Lemma A.1: The KFI mechanism correctly assigns all batches to prompts of the same cluster Lemma A.2: The KFU mechanism only fuses prompts within the same cluster Proposition A.3: The KFF method correctly assigns all batches to prompts of the same cluster

Theoretical analysis guarantees method correctness, with t-SNE visualizations in experiments validating theoretical assumptions.

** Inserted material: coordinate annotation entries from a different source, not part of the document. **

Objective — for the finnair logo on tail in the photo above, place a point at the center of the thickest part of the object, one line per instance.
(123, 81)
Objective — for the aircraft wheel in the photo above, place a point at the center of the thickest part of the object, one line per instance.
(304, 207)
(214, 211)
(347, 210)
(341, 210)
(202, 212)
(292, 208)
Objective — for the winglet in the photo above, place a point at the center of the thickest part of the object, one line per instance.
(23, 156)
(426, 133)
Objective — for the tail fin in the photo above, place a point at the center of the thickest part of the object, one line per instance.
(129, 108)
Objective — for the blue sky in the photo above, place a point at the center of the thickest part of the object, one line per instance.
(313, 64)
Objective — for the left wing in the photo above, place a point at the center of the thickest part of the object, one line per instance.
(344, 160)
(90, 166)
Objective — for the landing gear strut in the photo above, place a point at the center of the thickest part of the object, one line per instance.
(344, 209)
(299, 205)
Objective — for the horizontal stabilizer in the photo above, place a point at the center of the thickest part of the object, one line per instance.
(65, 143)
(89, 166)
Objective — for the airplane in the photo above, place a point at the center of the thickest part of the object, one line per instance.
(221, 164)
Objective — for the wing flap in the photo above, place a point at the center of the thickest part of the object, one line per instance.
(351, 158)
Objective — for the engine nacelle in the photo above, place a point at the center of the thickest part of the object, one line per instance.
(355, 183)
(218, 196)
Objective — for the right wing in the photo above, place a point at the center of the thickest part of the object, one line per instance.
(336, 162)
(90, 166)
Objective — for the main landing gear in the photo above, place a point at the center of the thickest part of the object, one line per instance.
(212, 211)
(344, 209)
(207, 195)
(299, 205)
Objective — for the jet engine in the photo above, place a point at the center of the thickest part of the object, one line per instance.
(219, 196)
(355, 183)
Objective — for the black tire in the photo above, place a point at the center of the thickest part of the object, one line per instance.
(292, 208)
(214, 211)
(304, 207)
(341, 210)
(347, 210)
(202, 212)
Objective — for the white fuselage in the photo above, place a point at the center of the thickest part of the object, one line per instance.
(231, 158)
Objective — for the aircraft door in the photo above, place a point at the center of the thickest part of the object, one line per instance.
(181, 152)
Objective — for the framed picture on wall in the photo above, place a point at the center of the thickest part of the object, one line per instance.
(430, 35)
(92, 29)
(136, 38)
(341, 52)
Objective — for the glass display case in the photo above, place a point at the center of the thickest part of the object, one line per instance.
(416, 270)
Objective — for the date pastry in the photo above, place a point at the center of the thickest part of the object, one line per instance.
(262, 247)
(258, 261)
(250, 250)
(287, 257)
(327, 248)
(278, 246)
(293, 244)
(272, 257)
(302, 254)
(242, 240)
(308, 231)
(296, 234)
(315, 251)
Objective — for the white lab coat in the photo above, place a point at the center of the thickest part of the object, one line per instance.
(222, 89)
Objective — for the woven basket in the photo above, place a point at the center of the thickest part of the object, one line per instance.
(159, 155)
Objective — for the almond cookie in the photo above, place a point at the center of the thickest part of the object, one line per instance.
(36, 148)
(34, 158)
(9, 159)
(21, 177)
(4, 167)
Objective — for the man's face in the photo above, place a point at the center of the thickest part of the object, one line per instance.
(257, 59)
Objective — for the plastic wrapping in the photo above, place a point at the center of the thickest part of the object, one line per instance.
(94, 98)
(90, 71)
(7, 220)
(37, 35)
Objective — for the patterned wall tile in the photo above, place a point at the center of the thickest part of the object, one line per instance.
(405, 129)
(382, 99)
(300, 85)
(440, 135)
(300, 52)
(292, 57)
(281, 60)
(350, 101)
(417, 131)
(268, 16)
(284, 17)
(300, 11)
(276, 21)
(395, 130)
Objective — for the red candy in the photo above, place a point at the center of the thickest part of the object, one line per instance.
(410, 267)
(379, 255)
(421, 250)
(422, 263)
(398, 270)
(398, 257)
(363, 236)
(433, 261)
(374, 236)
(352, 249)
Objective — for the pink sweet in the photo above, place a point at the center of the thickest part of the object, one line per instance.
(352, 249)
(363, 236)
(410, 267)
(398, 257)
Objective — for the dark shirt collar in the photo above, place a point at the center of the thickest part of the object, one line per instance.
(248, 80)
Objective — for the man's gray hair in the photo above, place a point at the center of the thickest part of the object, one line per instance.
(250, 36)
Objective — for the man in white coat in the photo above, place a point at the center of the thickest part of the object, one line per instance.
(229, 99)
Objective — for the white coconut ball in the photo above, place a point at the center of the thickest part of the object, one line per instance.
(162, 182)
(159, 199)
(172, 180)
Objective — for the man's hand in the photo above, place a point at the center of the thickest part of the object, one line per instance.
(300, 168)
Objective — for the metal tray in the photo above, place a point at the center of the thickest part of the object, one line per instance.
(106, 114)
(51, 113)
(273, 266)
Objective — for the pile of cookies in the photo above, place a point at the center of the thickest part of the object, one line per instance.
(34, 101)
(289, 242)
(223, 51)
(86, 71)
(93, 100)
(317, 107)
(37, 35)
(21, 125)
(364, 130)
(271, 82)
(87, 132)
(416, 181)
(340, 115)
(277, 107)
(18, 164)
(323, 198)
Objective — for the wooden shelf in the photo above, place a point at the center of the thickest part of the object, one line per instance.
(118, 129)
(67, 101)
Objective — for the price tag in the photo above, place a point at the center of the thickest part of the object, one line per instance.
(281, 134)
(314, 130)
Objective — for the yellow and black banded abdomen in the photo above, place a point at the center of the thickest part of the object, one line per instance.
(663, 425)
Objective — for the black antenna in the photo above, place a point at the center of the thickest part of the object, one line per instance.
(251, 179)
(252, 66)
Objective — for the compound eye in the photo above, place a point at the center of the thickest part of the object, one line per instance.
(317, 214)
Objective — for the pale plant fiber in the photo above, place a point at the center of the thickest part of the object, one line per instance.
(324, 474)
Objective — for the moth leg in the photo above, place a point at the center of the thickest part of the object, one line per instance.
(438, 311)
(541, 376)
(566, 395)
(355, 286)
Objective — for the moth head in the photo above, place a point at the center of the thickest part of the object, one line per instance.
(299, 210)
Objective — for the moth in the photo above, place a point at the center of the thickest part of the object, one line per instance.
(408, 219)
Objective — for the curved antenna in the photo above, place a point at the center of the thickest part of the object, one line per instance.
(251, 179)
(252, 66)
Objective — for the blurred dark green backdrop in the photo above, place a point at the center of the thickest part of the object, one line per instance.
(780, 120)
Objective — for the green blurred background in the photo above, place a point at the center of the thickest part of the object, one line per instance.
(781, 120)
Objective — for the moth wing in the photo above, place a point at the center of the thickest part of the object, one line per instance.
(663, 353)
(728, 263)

Test-Time Adaptation (TTA)

Early methods primarily use self-supervised losses such as entropy minimization and consistency maximization
Limitations: Assume static target domains and cannot handle dynamic domain shifts

Continual Test-Time Adaptation (CTTA)

Regularization Methods: EATA and EcoTTA mitigate error accumulation through regularization
Reset Methods: ERSK and CoTTA use weight resets to combat catastrophic forgetting
Prompt Learning Methods: VDP, SVDP, and DPCore leverage minimal parameters to learn domain-specific knowledge

Prompt Learning

Extended from NLP to computer vision
Existing methods primarily focus on domain-level knowledge, overlooking class-level information shared across domains

Conclusions and Discussion

Main Conclusions

The KFF framework effectively addresses domain conflict issues in CTTA
Class-aware design better leverages cross-domain shared knowledge
Knowledge fission and fusion mechanisms balance effectiveness and efficiency
Achieves significant performance improvements across multiple benchmark datasets

Limitations

Source Domain Dependency: Requires access to source domain statistics, presenting challenges in privacy-constrained scenarios
Synthetic Corruptions: Primarily validated on artificially designed corruptions; robustness to real-world distribution shifts requires further verification
Computational Overhead: While relatively efficient, remains challenging on resource-constrained devices
Hyperparameter Sensitivity: Requires careful tuning of key hyperparameters for different datasets

Future Directions

Explore adaptation methods without source domain statistical information
Validate method robustness on real-world datasets
Further optimize computational efficiency
Investigate adaptive hyperparameter adjustment mechanisms

In-Depth Evaluation

Strengths

Strong Novelty: First to propose class-aware knowledge fission and fusion framework, addressing the important domain conflict problem
Theoretical Support: Provides theoretical analysis based on well-separated clustering assumptions
Comprehensive Experiments: Conducts thorough comparative experiments and ablation studies across multiple datasets
Superior Efficiency: Achieves best performance while maintaining computational efficiency
Clear Visualization: Provides intuitive method explanations through attention maps and t-SNE visualizations

Weaknesses

Assumption Limitations: Well-separated clustering assumptions may not always hold in practical applications
Evaluation Limitations: Primarily evaluated on synthetic corruptions, lacking validation in real-world scenarios
Source Domain Dependency: Requirement for source domain statistics limits method applicability
Hyperparameter Complexity: Involves multiple hyperparameters requiring careful tuning

Impact

Academic Contribution: Provides new perspectives for CTTA research, expected to attract widespread attention
Practical Value: Has application potential in scenarios requiring continuous adaptation such as autonomous driving and medical imaging
Reproducibility: Authors commit to open-sourcing code, facilitating method dissemination

Applicable Scenarios

Computer vision tasks requiring continuous adaptation to multiple domain shifts
Edge computing scenarios with parameter efficiency requirements
Applications with access to limited source domain statistics
Structured environments with relatively predictable domain changes

This paper makes important contributions to the CTTA field, effectively addressing domain conflict issues through innovative knowledge fission and fusion mechanisms, achieving significant performance improvements while maintaining computational efficiency. Despite certain limitations, its core ideas and technical innovations provide valuable references for related research.